Serre and Pääbo argue that human genetic diversity consists of clines of variation in allele frequencies. We agree and had commented on this issue in our original paper: “In several populations, individuals had partial membership in multiple clusters, with similar membership coefficients for most individuals. These populations might reflect continuous gradations across regions or admixture of neighboring groups.” (Rosenberg, 2002) At the same time, we find that human genetic diversity consists not only of clines, but also of clusters, which STRUCTURE observes to be repeatable and robust....Our evidence for clustering should not be taken as evidence of our support of any particular concept of “biological race.” In general, representations of human genetic diversity are evaluated based on their ability to facilitate further research into such topics as human evolutionary history and the identification of medically important genotypes that vary in frequency across populations. Both clines and clusters are among the constructs that meet this standard of usefulness: for example, clines of allele frequency variation have proven important for inference about the genetic history of Europe, and clusters have been shown to be valuable for avoidance of the false positive associations that result from population structure in genetic association studies. The arguments about the existence or nonexistence of “biological races” in the absence of a specific context are largely orthogonal to the question of scientific utility, and they should not obscure the fact that, ultimately, the primary goals for studies of genetic variation in humans are to make inferences about human evolutionary history, human biology, and the genetic causes of disease.

Similarly Witherspoon et al. (2007) have shown that while it is possible to classify people into genetic clusters this does not resolve the observation that any two individuals from different populations are often genetically more similar to each other than to two individuals from the same population:

Discussions of genetic differences between major human populations have long been dominated by two facts: (a) Such differences account for only a small fraction of variance in allele frequencies, but nonetheless (b) multilocus statistics assign most individuals to the correct population. This is widely understood to reflect the increased discriminatory power of multilocus statistics. Yet Bamshad et al. (2004) showed, using multilocus statistics and nearly 400 polymorphic loci, that (c) pairs of individuals from different populations are often more similar than pairs from the same population. If multilocus statistics are so powerful, then how are we to understand this finding?
All three of the claims listed above appear in disputes over the significance of human population variation and "race"...The Human Genome Project (2001, p. 812) states that "two random individuals from any one group are almost as different [genetically] as any two random individuals from the entire world."

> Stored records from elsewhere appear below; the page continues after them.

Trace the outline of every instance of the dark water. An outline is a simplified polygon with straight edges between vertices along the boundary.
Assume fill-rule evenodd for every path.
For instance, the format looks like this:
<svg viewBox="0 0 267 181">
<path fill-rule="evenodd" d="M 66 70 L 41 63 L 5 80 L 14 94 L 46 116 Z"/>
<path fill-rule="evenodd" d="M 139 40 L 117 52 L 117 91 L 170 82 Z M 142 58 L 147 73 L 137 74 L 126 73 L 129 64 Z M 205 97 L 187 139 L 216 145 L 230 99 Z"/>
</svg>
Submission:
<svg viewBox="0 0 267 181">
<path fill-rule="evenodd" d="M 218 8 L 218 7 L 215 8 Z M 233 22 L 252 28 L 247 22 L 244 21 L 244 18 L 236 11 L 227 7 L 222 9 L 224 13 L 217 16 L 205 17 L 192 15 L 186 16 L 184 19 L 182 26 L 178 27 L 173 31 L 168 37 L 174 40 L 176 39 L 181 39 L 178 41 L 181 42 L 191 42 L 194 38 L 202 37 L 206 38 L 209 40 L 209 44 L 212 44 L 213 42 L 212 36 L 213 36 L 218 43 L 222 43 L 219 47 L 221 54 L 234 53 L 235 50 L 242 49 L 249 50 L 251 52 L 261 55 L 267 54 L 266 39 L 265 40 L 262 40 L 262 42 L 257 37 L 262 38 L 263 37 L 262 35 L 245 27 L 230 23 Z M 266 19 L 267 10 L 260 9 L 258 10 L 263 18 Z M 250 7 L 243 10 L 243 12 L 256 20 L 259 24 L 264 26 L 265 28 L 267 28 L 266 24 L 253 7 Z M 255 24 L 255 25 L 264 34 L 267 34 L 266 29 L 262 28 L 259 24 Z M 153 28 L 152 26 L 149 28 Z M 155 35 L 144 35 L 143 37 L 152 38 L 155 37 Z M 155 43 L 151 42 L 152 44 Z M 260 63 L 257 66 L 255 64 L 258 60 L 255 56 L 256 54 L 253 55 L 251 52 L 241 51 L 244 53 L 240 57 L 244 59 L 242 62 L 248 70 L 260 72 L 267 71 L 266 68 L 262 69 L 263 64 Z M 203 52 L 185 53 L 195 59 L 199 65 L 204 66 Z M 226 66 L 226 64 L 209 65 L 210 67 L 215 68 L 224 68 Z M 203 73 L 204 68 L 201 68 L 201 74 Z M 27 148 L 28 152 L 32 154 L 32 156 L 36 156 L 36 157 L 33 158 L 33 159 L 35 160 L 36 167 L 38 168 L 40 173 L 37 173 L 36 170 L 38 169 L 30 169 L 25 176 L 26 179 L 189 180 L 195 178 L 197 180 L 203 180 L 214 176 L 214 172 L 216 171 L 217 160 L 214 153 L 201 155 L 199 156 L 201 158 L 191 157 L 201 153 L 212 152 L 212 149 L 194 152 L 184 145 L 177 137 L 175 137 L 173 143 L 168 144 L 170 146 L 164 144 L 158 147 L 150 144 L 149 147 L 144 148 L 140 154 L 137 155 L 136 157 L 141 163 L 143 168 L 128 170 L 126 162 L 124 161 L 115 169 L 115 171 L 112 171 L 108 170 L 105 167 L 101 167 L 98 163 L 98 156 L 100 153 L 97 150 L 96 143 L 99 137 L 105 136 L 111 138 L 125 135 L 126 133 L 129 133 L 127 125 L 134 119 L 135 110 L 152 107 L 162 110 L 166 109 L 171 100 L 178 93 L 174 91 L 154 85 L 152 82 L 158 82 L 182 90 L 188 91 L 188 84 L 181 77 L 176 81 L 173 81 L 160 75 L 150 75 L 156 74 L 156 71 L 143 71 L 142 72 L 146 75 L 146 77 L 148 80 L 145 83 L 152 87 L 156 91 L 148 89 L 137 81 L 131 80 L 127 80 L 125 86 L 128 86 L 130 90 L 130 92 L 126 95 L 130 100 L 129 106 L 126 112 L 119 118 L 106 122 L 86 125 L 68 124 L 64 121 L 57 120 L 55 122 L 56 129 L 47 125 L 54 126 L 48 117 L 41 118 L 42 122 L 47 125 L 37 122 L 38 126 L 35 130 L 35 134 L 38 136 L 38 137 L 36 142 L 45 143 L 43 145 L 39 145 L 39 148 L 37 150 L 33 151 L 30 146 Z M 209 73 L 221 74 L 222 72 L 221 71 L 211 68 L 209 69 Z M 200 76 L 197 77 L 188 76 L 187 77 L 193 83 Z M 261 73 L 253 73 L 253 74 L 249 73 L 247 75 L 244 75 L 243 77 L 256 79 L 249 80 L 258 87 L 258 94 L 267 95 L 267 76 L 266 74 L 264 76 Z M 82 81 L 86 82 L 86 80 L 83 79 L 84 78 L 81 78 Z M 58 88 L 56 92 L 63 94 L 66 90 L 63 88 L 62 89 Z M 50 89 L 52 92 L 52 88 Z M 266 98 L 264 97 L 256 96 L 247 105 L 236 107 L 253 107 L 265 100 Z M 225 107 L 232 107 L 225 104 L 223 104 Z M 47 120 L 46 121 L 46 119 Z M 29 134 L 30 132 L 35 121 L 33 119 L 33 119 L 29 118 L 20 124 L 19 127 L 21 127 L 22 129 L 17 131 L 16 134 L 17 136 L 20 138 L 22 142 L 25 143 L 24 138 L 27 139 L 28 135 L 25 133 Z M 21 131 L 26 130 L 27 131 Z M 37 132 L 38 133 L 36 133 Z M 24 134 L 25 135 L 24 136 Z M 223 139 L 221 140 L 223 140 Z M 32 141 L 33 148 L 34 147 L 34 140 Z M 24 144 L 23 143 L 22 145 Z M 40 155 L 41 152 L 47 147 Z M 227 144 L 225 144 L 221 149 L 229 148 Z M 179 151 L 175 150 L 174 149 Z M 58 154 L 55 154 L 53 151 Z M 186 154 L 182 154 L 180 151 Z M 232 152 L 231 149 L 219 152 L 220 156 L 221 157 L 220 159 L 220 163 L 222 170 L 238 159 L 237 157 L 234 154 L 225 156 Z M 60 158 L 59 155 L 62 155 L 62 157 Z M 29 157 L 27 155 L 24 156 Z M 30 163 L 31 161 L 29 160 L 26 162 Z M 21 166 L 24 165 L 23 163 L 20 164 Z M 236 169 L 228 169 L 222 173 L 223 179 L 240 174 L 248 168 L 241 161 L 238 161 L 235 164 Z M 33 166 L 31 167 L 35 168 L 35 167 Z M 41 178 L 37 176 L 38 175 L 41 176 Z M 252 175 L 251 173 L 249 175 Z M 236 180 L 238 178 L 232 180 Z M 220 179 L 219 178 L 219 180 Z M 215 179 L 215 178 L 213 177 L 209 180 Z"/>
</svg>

Risch et al. (2002) state that "two Caucasians are more similar to each other genetically than a Caucasian and an Asian", but Bamshad et al (2004) used the same data set as Rosenberg et al. (2002) to show that Europeans are more similar to Asians 38% of the time than they are to other Europeans when only 377 microsatellite markers are analysed.

If a landmass is considered with variation distributed in one dimension (west-east). Top: Distribution of genetic variation if a small island model is considered; there are two "populations" with a narrow region of hybridisation where migration occurs. This pattern is "clustered".
Bottom: Distribution of genetic variation if isolation by distance is considered; all variation is gradual over the extent of the landmass. This pattern is "clinal".


Percentage similarity between two individuals from different clusters when 377 microsatellite markers are considered.
x Africans Europeans Asians
Europeans 36.5
Asians 35.5 38.3
Indigenous Americans 26.1 33.4 35

In agreement with the observation of Bamshad et al. (2004), Witherspoon et al. (2007) have shown that many more than 326 or 377 microsatellite loci are required in order to show that individuals are always more similar to individuals in their own population group than to individuals in different population groups, even for three distinct populations.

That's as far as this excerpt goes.